The bill increases predictability, transparency, and external oversight of Fed stress-testing—helping banks, investors, and Congress plan and judge resilience—but it reduces regulatory flexibility, may expose supervisory details to gaming, raises short-term costs, and blocks regulators from formally assessing climate-related financial risks.
Large banks and nonbank financial firms get clearer, public, and more stable rules and scenarios for Federal Reserve stress tests, improving firms' ability to plan capital and compliance.
Taxpayers, investors, researchers, and Congress receive greater transparency and independent oversight of Fed stress tests through public disclosures and recurring GAO reports, improving market information and accountability.
Banks face lower risk of being double-charged for the same risks because the Board is instructed to avoid double-counting between the stress capital buffer and risk-based capital requirements.

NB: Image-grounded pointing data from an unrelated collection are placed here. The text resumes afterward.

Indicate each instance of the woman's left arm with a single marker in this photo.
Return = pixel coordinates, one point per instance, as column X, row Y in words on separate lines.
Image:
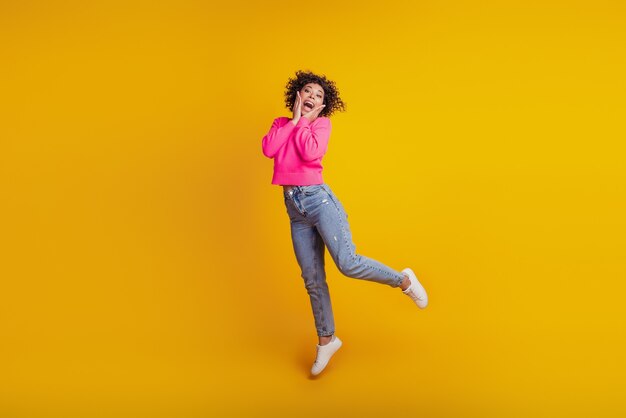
column 311, row 138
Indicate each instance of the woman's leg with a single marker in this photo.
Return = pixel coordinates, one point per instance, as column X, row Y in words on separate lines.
column 332, row 225
column 309, row 249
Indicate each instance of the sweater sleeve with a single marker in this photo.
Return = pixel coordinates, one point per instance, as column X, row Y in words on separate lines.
column 311, row 140
column 276, row 137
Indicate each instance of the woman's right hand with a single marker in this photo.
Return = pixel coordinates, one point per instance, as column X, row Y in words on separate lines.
column 297, row 109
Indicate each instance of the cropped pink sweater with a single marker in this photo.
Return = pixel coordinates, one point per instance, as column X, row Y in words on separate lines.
column 297, row 150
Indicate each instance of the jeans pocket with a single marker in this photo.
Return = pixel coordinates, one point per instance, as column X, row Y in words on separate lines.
column 311, row 190
column 336, row 202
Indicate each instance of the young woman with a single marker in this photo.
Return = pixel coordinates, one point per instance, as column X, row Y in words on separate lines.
column 318, row 219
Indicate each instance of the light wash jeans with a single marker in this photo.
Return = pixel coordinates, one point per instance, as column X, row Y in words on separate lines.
column 318, row 219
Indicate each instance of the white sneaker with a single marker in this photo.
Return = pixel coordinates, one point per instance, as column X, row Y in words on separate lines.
column 415, row 291
column 324, row 353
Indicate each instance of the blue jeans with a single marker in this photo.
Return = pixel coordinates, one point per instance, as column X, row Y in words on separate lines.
column 319, row 220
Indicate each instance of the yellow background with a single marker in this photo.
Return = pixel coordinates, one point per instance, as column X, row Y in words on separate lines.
column 146, row 264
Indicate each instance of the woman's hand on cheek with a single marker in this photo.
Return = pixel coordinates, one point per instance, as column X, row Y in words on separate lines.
column 297, row 108
column 312, row 115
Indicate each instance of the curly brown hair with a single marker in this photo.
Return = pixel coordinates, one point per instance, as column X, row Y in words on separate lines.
column 331, row 94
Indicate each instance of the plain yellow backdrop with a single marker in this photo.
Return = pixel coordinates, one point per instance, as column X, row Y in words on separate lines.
column 146, row 265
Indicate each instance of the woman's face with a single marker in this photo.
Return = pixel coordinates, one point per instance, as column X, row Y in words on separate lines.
column 312, row 95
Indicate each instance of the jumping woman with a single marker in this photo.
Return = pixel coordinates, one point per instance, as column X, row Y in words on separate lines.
column 317, row 217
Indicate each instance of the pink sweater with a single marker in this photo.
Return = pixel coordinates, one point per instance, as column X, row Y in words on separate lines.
column 297, row 150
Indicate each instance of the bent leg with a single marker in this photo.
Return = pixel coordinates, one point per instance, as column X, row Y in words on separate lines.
column 332, row 225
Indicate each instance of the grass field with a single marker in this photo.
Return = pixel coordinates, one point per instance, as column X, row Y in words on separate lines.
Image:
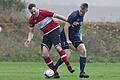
column 34, row 71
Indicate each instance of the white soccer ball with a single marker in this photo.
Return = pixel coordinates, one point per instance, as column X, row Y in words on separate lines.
column 0, row 29
column 49, row 73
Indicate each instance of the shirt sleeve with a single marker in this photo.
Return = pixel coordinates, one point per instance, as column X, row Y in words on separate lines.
column 48, row 13
column 31, row 23
column 71, row 18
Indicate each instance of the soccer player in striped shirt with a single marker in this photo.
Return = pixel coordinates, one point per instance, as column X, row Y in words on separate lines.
column 44, row 21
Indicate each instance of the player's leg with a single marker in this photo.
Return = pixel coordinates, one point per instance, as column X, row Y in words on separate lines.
column 56, row 41
column 65, row 47
column 45, row 49
column 59, row 62
column 82, row 50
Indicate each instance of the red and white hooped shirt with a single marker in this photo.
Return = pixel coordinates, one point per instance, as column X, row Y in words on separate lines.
column 44, row 21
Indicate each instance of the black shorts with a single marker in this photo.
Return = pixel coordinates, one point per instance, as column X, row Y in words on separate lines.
column 75, row 39
column 51, row 38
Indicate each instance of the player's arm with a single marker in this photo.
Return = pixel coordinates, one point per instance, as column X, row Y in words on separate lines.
column 30, row 37
column 60, row 17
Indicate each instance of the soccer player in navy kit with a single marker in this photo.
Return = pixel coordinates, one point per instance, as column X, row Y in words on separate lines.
column 71, row 37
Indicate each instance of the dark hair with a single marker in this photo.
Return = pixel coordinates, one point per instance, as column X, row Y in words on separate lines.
column 84, row 5
column 31, row 6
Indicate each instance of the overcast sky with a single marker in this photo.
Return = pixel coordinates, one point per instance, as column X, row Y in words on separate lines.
column 112, row 3
column 99, row 10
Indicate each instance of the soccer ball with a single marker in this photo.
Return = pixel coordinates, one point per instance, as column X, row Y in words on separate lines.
column 0, row 29
column 49, row 73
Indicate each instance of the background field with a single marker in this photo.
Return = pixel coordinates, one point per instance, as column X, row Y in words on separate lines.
column 34, row 71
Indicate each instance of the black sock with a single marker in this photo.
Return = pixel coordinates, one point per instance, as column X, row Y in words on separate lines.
column 82, row 63
column 59, row 62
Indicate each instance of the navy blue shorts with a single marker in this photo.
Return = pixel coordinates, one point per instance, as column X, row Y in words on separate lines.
column 51, row 38
column 75, row 39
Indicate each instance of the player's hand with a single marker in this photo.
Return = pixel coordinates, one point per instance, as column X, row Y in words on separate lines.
column 27, row 42
column 75, row 23
column 69, row 42
column 71, row 45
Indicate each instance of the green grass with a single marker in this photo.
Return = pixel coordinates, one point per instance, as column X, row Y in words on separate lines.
column 34, row 71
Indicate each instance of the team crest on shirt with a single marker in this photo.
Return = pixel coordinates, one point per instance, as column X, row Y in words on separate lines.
column 35, row 21
column 78, row 20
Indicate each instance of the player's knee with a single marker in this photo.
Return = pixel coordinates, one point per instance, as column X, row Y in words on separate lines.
column 58, row 47
column 45, row 55
column 83, row 52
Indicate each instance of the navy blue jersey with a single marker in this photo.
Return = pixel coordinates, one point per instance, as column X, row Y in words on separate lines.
column 75, row 17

Prohibiting climate-related stress tests prevents regulators from requiring firms to test or disclose climate vulnerabilities, increasing the chance that climate-driven financial risks remain unmeasured and that banks, investors, and taxpayers are exposed to unexpected losses.
Making stress-test models, scenarios, or detailed methodologies public could enable sophisticated actors to game capital calculations or reveal supervisory techniques, increasing systemic vulnerability for regulated firms and the financial system.
Requiring material methodological changes to go through notice-and-comment rulemaking can slow regulatory responsiveness, limiting the Fed's ability to adapt stress tests quickly to new or emerging risks.
Based on analysis of 4 sections of legislative text.
Requires the Fed to publish stress-test models and scenarios, restricts climate-related stress tests under section 165(i), and mandates GAO reviews every three years.
Introduced September 10, 2025 by Bill Huizenga · Last progress September 10, 2025
Requires the Federal Reserve Board to publish and lock down key components of its supervisory stress-testing program: the models, assumptions, formulas, and methods used to run stress tests and to set stress capital buffers, with material changes permitted only through notice-and-comment rulemaking. It also requires the Fed to publicly release each stress-test scenario at least 60 days before a test, bars the Fed from conducting climate-related stress tests of bank holding companies or nonbank financial companies under its Dodd-Frank authority, and mandates a GAO evaluation and report on the effectiveness of the Fed’s stress tests every three years.